Una nuova rubrica con le informazioni tratte direttamente dai comunicati stampa
C o m u n i c a t o della Presidenza della Repubblica
«Il segno profondo impresso dalla strage del 2 agosto 1980 alla stazione ferroviaria
di Bologna è inciso nella storia repubblicana e nella coscienza degli italiani.
Il dolore infinito per tante vittime inermi, donne, uomini, bambini; la commozione
per lo strazio e i patimenti dei familiari; lo sgomento per la distruzione portata nel
centro della vita civile della città e dell’intera nazione si rinnovano oggi, come in
ogni giorno di ricorrenza.
È una consapevolezza che riguarda la nostra comunità, i giovani anzitutto. E rilancia
l’impegno a salvaguardare il futuro da costruire nei valori di libertà, di giustizia, di
democrazia. I valori che la strategia neofascista del terrore pretendeva distruggere.
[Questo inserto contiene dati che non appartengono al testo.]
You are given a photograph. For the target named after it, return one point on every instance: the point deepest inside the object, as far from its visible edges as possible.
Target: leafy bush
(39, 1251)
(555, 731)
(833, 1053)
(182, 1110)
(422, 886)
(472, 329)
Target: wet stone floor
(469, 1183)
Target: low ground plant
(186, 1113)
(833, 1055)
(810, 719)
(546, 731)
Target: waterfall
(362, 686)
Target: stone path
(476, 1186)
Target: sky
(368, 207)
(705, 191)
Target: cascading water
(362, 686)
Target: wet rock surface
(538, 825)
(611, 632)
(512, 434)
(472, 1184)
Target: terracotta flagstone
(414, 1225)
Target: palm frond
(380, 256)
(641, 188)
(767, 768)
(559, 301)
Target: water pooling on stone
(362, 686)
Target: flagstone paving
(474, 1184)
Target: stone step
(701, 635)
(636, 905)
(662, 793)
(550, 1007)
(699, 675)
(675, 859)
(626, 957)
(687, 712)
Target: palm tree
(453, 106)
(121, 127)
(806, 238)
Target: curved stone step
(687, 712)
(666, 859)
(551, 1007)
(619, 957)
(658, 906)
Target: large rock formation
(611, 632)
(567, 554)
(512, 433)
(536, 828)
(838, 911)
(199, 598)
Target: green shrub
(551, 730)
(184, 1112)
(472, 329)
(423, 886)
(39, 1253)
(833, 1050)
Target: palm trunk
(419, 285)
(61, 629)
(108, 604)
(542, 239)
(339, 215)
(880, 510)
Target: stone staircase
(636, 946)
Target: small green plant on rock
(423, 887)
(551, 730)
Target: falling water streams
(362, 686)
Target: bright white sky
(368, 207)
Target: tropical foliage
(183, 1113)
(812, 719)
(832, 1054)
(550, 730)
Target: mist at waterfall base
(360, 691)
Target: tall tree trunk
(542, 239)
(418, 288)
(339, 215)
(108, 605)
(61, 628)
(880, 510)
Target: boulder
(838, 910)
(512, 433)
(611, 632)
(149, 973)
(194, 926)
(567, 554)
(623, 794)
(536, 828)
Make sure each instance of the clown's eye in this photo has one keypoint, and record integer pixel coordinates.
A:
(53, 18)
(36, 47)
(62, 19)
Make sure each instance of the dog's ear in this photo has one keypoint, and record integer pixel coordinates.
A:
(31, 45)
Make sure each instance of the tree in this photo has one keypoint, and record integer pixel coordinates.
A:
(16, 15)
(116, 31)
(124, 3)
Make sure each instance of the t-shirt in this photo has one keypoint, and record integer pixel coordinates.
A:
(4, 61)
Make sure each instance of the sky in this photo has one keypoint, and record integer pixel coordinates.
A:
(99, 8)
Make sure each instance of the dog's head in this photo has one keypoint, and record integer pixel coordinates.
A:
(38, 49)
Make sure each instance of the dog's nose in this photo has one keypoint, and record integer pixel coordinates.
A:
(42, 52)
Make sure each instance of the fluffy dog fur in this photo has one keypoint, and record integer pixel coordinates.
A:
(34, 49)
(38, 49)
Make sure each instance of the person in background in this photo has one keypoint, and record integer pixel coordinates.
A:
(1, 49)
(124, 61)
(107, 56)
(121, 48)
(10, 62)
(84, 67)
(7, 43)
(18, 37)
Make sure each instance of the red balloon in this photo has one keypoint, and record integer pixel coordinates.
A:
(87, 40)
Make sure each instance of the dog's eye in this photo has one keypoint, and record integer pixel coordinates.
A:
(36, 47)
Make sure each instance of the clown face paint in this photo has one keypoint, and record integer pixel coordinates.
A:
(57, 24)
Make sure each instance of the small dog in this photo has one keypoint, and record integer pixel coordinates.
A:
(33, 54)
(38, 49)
Quell’impegno, quella solidarietà che Bologna e l’Italia intera seppero offrire per
impedire che gli assassini e i loro complici riuscissero nell’intento di sovvertire i
principi costituzionali, colpire la convivenza e le conquiste sociali.
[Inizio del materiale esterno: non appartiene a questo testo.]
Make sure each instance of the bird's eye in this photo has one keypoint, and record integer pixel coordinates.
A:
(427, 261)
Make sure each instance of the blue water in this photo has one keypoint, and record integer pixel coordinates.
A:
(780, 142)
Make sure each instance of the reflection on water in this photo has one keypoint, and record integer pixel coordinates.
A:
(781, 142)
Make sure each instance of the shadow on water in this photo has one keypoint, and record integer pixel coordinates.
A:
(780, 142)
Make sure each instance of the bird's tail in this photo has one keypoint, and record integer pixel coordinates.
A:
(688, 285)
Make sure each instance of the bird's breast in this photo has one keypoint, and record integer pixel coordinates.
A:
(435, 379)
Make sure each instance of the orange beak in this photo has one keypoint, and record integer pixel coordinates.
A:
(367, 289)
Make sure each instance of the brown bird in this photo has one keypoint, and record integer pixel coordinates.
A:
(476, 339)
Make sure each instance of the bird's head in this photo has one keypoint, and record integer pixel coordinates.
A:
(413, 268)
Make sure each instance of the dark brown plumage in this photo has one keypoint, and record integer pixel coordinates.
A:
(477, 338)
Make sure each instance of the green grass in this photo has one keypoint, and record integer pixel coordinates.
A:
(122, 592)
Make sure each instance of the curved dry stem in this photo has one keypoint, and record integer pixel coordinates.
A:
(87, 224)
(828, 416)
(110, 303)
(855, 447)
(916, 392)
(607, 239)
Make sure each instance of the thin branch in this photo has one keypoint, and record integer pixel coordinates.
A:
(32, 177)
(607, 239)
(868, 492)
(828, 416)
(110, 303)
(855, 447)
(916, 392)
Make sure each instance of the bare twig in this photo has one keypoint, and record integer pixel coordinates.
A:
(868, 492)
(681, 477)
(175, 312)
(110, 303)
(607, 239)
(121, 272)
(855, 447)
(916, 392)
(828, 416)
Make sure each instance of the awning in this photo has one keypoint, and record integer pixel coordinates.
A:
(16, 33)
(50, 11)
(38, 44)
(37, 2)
Il popolo italiano li ha sconfitti nella gravosa ricerca della verità.
La Repubblica è grata ai magistrati e agli uomini delle istituzioni che, con il loro
lavoro, si sono dimostrati più forti dei tentativi di depistaggio e ai familiari delle
vittime per il loro appassionato impegno per la verità.
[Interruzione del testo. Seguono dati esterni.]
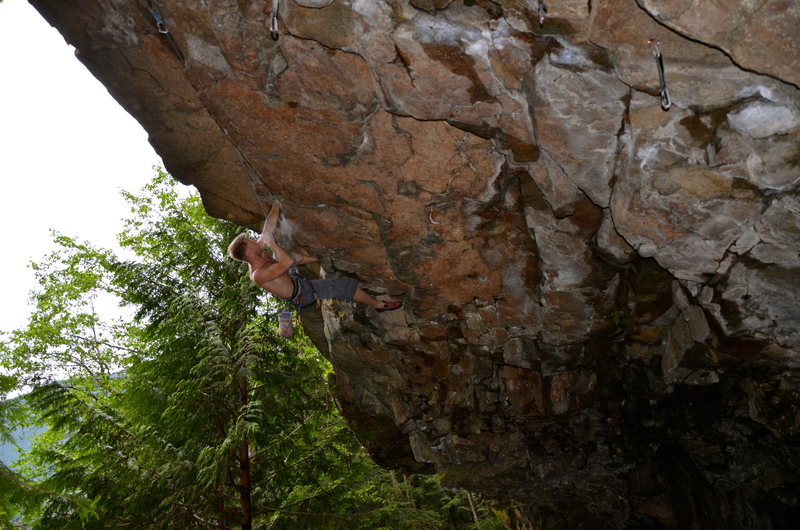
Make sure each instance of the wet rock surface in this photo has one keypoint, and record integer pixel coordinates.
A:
(601, 318)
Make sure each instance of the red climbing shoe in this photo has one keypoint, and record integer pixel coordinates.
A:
(390, 306)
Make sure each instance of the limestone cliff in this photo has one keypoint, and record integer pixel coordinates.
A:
(601, 315)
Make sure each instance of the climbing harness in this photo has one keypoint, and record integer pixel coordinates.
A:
(666, 102)
(155, 12)
(273, 23)
(542, 12)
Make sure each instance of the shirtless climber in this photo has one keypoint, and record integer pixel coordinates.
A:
(279, 275)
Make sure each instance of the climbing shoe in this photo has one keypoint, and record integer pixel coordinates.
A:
(390, 306)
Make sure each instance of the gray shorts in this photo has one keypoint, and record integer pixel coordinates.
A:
(313, 290)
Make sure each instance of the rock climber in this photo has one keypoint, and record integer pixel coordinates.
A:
(278, 274)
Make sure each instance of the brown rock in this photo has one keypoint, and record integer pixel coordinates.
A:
(601, 297)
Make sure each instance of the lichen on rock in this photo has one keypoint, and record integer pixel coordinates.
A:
(600, 317)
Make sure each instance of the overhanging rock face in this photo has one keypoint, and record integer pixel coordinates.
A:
(602, 318)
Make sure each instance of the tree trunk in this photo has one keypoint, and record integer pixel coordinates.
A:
(244, 468)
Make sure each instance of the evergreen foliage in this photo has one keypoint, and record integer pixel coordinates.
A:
(189, 411)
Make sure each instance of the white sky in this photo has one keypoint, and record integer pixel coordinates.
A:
(66, 149)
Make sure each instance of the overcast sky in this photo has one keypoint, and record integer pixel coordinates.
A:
(66, 149)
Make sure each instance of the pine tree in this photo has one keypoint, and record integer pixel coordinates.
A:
(190, 412)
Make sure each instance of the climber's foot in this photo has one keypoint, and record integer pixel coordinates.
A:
(389, 306)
Fare giustizia è vittoria della democrazia».
Roma, 2 agosto 2026
DICHIARAZIONE DEL PRESIDENTE DEL CONSIGLIO, GIORGIA MELONI
46 anni fa il terrorismo ha sferrato uno dei suoi attacchi più feroci. Ha colpito al cuore la Nazione intera, con un attentato che ha disintegrato la stazione di Bologna, uccidendo 85 persone e ferendone oltre duecento.
Quello che è accaduto il 2 agosto del 1980 rappresenta una delle pagine più buie e drammatiche della storia nazionale. Oggi ci uniamo, ancora una volta, ai familiari delle vittime e a tutti i bolognesi in questa giornata di dolore e commemorazione.
Il Governo continuerà a fare la propria parte nel complesso cammino che è necessario portare avanti per fare piena luce sulle stragi che hanno insanguinato l’Italia nel Dopoguerra. In questo quadro, il percorso di versamento degli atti declassificati all’Archivio centrale dello Stato costituisce un passo determinante, che la Presidenza del Consiglio sta portando avanti in sinergia con le altre Amministrazioni dello Stato e in uno spirito di collaborazione con le associazioni dei famigliari delle vittime.
C o m u n i c a t o della Presidenza della Repubblica
Il Presidente della Repubblica Sergio Mattarella ha espresso il suo cordoglio per la
morte di Don Antonio Mazzi, sacerdote, educatore, comunicatore che ha speso
interamente la sua esistenza al servizio degli ultimi e dei fragili: emarginati, poveri,
disabili, tossicodipendenti. Ha reso una testimonianza di impegno sociale e civile,
vigoroso e spesso coraggioso, nella formazione dei giovani, nella creazione di
ambienti e di occasioni, spesso innovative, di solidarietà e di amicizia. Alla sua
comunità, ai suoi ragazzi esprimo la solidarietà e la vicinanza della Repubblica.